血色孢子雲在千蕊城上空翻湧,如同腐爛的肺葉翕動不休。
許莳安的鹿皮靴碾過青石街道,熒光菌毯在靴底分泌出腥甜黏液,每一步都扯出縷縷銀絲,宛如踩踏在巨獸的舌苔之上。
月魄琉璃盞懸浮在他肩頭,寒光掃過路旁僵立的居民——他們的口鼻中探出菌菇傘蓋,菌褶間垂落的傀儡絲在風中輕顫,恍若提線木偶的銀弦。
“《菌毒類注》有雲,傘蓋嵌鈴者,主控神智”小滿顫抖着翻開《毒經》,鏡片幾乎貼到一株人面菌的菌褶上,“按《九幽毒物考》,此時當以雄黃配朱砂”

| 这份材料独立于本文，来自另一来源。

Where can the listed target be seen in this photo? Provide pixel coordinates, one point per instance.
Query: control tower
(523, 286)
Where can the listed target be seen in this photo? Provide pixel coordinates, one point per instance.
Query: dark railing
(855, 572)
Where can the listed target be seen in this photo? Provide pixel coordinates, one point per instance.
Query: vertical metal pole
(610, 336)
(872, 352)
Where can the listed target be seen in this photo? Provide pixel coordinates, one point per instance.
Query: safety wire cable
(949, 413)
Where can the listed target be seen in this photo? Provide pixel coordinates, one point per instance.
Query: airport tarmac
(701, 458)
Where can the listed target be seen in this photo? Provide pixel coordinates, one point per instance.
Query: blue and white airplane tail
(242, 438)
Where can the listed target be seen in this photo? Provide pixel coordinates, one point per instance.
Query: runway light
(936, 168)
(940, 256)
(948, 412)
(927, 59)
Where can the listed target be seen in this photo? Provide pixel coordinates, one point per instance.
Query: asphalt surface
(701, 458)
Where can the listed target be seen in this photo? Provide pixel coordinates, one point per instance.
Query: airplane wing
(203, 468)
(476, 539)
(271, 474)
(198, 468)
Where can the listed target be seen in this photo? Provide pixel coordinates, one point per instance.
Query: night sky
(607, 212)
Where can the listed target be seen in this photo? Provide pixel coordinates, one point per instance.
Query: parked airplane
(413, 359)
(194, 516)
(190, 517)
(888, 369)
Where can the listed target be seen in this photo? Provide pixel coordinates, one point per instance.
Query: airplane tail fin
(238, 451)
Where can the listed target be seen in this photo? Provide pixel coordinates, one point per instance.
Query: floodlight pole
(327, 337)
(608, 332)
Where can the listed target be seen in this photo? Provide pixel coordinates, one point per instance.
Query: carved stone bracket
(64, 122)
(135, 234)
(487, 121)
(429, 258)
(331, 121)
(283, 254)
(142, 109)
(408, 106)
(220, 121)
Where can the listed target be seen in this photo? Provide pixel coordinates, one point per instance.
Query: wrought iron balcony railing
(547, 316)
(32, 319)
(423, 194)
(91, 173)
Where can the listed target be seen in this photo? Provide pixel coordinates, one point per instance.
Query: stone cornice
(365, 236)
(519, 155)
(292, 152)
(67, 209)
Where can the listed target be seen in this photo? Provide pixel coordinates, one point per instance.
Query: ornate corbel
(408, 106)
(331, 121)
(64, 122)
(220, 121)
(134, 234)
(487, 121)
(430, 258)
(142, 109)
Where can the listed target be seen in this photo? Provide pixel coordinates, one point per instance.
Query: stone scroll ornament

“雄黃隻能抑制孢子擴散。”許莳安冷聲打斷,鹿骨柄顯微針在琉璃盞下泛着寒光,“但這些傀儡絲纏在迷走神經末梢,需要顯微解剖術。”
阿卯蹲在街邊,用樹枝戳弄一叢猩紅菌菇:“這玩意像濟世堂後廚的爛木耳!”菌菇突然“噗”地噴射孢子霧,被他嬉笑着用竹筒接住:“帶回去煮湯肯定鮮咳咳!”話音未落,少年猛打三個噴嚏,袖口瘋長的菌絲已纏上手腕。
溫可夏的霜魄劍掃過患者脖頸:“直接斬斷菌絲便是。”
“菌絲與腦橋神經纏結,蠻力會緻人癫狂。”許莳安眸中金芒暴漲,顯微靈瞳聚焦至微米級——皮下靛色菌絲在放大百倍後纖毫畢現——它們如蛛網般包裹着神經膠質細胞,末梢甚至鑽入了髓鞘間隙。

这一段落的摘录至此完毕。